In your own words, explain why context has an impact on the development of young children , based on Bronfenbrenner theory
American psychologist Urie Bronfenbrenner was critical of previous theories of child development. He argued that studies of children in unfamiliar laboratory environments with one other person, usually a stranger, were ecologically invalid (See Mary Ainsworth’s 1970 experiment of the ‘Strange Situation’).
Bronfenbrenner (1974) claimed most earlier studies were ‘unidirectional’, meaning that the laboratory studies observed the influence of A on B (e.g. a stranger/mother with a child), rather than looking at the possible influence of the child on the stranger/mother, or any other third party’s influence.
Bronfenbrenner maintained that these laboratory features of research are not characteristic of environments that children actually live and develop in.

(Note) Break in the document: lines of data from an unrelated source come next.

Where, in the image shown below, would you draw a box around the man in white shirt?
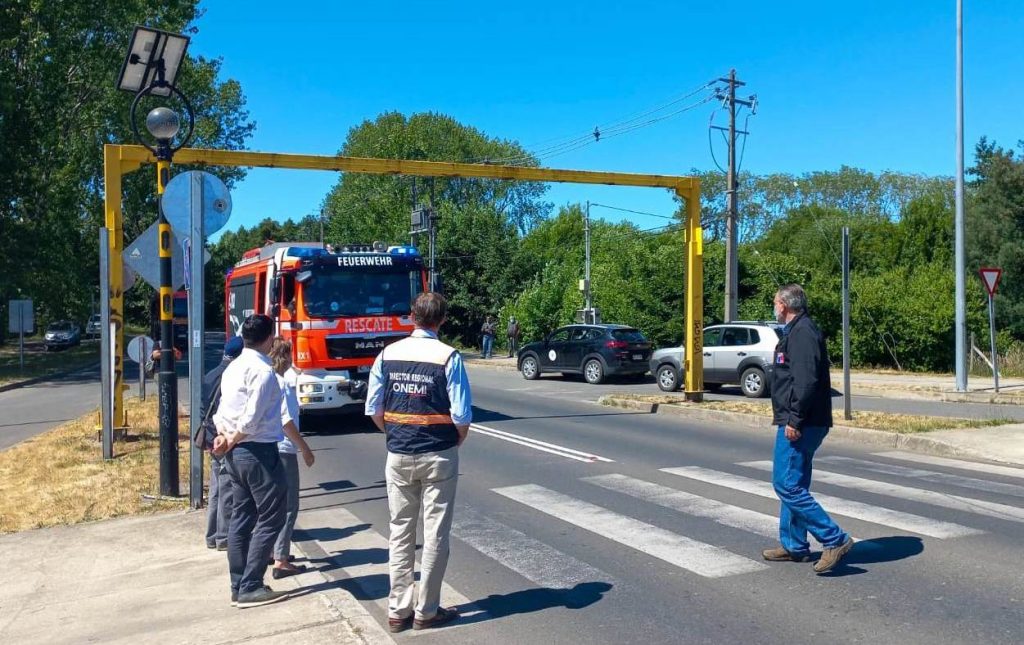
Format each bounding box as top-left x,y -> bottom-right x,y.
213,313 -> 288,607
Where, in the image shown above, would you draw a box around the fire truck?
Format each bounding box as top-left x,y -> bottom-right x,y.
224,242 -> 427,414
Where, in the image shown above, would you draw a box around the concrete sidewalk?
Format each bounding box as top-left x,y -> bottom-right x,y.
0,512 -> 392,645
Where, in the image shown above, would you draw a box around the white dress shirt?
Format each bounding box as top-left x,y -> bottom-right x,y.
213,347 -> 285,443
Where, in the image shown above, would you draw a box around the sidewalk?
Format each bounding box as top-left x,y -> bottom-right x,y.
0,512 -> 391,645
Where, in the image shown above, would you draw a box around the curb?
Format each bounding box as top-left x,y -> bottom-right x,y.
0,362 -> 99,392
597,394 -> 1024,466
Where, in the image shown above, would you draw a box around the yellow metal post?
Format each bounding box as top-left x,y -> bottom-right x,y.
679,180 -> 703,401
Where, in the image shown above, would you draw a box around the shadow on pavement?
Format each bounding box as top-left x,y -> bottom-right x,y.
824,535 -> 925,577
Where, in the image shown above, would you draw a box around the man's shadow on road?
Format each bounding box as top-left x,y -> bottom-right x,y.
822,535 -> 925,577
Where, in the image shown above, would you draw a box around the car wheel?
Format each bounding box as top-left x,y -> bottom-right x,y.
519,355 -> 541,381
739,368 -> 768,398
657,366 -> 680,392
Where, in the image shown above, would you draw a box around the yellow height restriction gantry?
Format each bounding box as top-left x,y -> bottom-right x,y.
103,144 -> 703,423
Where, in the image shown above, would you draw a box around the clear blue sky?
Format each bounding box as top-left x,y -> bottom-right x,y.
190,0 -> 1024,238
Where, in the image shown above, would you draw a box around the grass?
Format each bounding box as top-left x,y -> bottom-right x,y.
613,393 -> 1015,434
0,339 -> 99,385
0,397 -> 188,534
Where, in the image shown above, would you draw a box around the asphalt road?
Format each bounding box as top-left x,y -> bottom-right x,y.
288,368 -> 1024,645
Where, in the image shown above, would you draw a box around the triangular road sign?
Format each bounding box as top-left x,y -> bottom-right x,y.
978,266 -> 1002,296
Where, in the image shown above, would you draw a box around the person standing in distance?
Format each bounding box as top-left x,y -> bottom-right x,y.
213,313 -> 288,607
366,292 -> 472,633
761,285 -> 853,573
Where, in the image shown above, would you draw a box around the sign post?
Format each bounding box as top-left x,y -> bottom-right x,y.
978,266 -> 1002,394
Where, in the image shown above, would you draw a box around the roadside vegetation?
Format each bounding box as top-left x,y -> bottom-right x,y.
0,397 -> 188,533
0,339 -> 99,385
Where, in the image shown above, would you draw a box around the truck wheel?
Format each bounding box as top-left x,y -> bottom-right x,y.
519,354 -> 541,381
657,366 -> 680,392
739,368 -> 768,398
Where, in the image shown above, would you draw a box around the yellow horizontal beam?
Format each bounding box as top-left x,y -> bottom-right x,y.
119,145 -> 699,195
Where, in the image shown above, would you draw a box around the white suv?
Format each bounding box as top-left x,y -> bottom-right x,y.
650,321 -> 782,398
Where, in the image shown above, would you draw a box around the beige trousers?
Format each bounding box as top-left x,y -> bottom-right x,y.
384,447 -> 459,619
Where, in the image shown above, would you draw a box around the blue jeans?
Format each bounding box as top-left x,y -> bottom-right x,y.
771,426 -> 849,555
224,441 -> 287,594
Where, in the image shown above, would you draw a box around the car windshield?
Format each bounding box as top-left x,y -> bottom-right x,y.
302,268 -> 422,317
611,330 -> 647,343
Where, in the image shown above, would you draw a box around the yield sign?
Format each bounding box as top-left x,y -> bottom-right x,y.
978,266 -> 1002,297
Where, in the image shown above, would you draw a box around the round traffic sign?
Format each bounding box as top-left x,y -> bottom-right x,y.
128,336 -> 157,364
160,170 -> 231,238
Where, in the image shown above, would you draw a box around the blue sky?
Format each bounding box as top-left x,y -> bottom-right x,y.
189,0 -> 1024,238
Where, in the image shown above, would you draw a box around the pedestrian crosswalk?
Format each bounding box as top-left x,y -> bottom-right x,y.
300,453 -> 1024,630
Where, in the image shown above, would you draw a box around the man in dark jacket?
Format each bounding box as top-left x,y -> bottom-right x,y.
761,285 -> 853,573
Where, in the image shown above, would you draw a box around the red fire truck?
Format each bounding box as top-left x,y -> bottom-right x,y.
224,242 -> 427,413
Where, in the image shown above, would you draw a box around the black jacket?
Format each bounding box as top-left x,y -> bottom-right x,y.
771,313 -> 833,430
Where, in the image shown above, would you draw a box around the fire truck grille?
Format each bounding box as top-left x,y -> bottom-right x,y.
327,336 -> 403,358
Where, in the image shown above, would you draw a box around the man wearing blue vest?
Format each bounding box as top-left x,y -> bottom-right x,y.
366,292 -> 472,633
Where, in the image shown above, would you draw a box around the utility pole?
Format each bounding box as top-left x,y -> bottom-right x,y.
953,0 -> 968,392
583,200 -> 594,325
711,70 -> 756,323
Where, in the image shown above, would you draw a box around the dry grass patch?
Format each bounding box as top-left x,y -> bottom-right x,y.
0,397 -> 188,533
612,393 -> 1014,434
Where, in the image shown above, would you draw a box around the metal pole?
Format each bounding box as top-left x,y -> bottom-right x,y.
157,156 -> 180,497
988,295 -> 999,394
725,70 -> 739,323
583,200 -> 594,325
185,172 -> 205,509
99,227 -> 115,460
954,0 -> 967,392
843,226 -> 853,421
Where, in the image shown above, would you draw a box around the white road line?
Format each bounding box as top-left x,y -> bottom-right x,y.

Bronfenbrenner recognized there are multiple aspects of a developing child’s life that interacts with and affects the child. His work looked beyond individual development, taking into account wider influencing factors and the context (or ecology) of development. He proposed the ‘Ecological Systems Theory’ based on these dynamic interactions that the environments have on the developing child.
Bronfenbrenner’s (1974) perspective has some resemblance to the works of Albert Bandua’s social learning theory and Lev Vygotsky’s sociocultural theory in which the environment is explicitly or implicitly considered as a crucial mechanism in development.